Indian drug firms may finally put quality at top of management agenda

India faces the coming year still mired in a long list of U.S. FDA manufacturing compliance failures that have snared the top generics makers and overshadowed domestic reform efforts--but that might change drastically.

A failure to adequately maintain records, cleanliness and follow procedures at more than two dozen plants across India means they are now barred from sending drugs to the U.S. That may seem like a job for a take-no-names consulting firm to fix.

But industry watchers said that it is the top management at drugmakers who will have to beat the drum in 2016 on quality and spend money and time on the problems, as well as make hard calls.

For one industry veteran, a management "hard call" would be to just shut some plants and start anew, or hire another company to do the work.

Indian Pharmaceutical Alliance secretary general Dilip Shah

In fact Dilip Shah, secretary general of the Indian Pharmaceutical Alliance, which represents domestic drugmakers, has called for a "quality culture" of hires.

For Sun Pharmaceutical Industries a form of triage is already in place with troubled plants it inherited from Ranbaxy Laboratories with at least one of four not expected back online. But the question for many is whether remedial work will get companies on track or if a root-and-branch effort is needed.

"One could see a company like Sun, or another big name, hand over manufacturing to a professional firm, a contract manufacturing company, and become a demanding client seeking quality at a low cost, a role they might like," the industry veteran, who declined to be named, said.

"Marketing and deal making might take precedence and manufacturing gets outsourced. That might also fit with M&A plans abroad for Indian companies."

Apart from the high-profile problems with manufacturing, India does have plans in the works to overhaul its intellectual property rights regime.

An October case that saw India's Supreme Court rule in favor of Merck ($MRK) against Glenmark Pharmaceuticals for selling a generic version of Januvia has been cited as a hopeful sign on the IPR front for multinationals.

Still, cases like the 2012 India Supreme Court ruling against a Novartis ($NVS) to hold onto its patent for its cancer drug Glivec/Gleevec show that the country's Section 3(d) of the Indian Patent Act (1970) can swing the other way, and frequently does.

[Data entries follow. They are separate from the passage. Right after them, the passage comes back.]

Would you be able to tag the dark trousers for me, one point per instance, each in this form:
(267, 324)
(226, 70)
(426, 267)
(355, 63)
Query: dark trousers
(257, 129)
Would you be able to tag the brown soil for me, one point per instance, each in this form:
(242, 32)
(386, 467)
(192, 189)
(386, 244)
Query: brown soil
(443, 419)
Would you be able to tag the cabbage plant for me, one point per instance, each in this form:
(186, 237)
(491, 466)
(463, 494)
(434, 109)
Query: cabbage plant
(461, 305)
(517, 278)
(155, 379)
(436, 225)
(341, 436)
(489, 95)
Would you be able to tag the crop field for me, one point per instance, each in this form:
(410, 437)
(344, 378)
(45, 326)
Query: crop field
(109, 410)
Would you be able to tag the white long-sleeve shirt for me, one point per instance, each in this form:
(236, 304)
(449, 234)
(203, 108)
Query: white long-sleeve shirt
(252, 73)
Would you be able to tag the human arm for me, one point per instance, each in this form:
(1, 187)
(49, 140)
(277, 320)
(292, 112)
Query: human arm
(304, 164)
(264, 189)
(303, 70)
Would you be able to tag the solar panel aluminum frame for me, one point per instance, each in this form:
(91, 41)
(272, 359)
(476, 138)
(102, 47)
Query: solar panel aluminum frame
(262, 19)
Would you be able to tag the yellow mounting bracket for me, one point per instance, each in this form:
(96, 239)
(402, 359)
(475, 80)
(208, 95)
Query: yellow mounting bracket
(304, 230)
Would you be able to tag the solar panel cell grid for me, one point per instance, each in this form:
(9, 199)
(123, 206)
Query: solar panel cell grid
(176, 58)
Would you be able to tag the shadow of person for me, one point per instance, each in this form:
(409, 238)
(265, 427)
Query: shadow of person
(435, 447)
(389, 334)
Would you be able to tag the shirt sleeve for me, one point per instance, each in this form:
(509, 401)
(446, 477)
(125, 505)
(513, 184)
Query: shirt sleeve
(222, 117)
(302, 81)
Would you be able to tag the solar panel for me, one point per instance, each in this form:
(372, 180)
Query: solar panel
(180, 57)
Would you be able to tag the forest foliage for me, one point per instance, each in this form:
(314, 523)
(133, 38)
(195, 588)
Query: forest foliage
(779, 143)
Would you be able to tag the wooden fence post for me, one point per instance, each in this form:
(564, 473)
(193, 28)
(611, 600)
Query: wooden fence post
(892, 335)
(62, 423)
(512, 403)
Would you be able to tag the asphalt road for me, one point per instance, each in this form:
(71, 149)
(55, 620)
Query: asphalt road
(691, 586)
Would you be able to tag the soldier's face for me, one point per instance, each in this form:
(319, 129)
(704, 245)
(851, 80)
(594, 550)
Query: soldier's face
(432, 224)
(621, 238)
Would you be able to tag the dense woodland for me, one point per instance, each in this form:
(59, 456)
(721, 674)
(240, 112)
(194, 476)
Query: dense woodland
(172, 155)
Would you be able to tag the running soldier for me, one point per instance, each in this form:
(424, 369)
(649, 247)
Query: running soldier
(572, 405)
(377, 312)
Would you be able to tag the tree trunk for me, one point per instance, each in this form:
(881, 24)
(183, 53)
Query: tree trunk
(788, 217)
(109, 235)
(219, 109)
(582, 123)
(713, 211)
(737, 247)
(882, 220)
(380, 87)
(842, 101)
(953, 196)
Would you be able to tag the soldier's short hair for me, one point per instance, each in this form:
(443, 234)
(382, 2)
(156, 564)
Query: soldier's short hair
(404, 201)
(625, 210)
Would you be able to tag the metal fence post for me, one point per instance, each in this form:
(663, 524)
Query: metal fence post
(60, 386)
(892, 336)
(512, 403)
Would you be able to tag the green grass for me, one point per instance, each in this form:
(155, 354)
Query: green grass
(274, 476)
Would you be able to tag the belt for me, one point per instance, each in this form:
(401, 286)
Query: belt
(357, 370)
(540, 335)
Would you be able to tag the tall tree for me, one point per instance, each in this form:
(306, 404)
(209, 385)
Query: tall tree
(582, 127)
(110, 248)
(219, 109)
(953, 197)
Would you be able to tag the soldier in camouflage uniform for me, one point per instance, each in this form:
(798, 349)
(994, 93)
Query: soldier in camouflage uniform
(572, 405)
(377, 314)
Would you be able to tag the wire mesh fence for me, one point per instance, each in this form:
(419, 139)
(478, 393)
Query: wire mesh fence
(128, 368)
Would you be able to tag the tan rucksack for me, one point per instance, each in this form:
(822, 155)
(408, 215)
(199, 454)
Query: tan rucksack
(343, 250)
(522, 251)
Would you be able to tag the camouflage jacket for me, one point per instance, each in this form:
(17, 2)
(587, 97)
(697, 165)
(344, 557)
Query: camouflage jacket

India's commerce and industry minister Nirmala Sitharaman

However, in response to trade talks over the issue, India's commerce and industry minister Nirmala Sitharaman said at the end of 2015 that a new IPR policy is in the works.

The details remain unknown, but one avenue that may open up is a form of arbitration for some IPR disputes. That could involve new ways to look at how IP is handled for newer innovative drugs and products, which the pending Trans-Pacific Partnership has set a higher bar on.

India relies on agreements such as the Trade-Related Aspects of Intellectual Property Rights (TRIPs) under the World Trade Organization as a basis for its right outside of its patent law to issue compulsory licenses. But it may want to show flexibility to get wider market access for its products and garner investment at home.

Analysts say some disputes over access and cost could be handled like Gilead's ($GILD) decision to license its hepatitis C therapies to about a dozen Indian drugmakers that manufacture them at home and sell them domestically and to specified emerging markets at lower costs.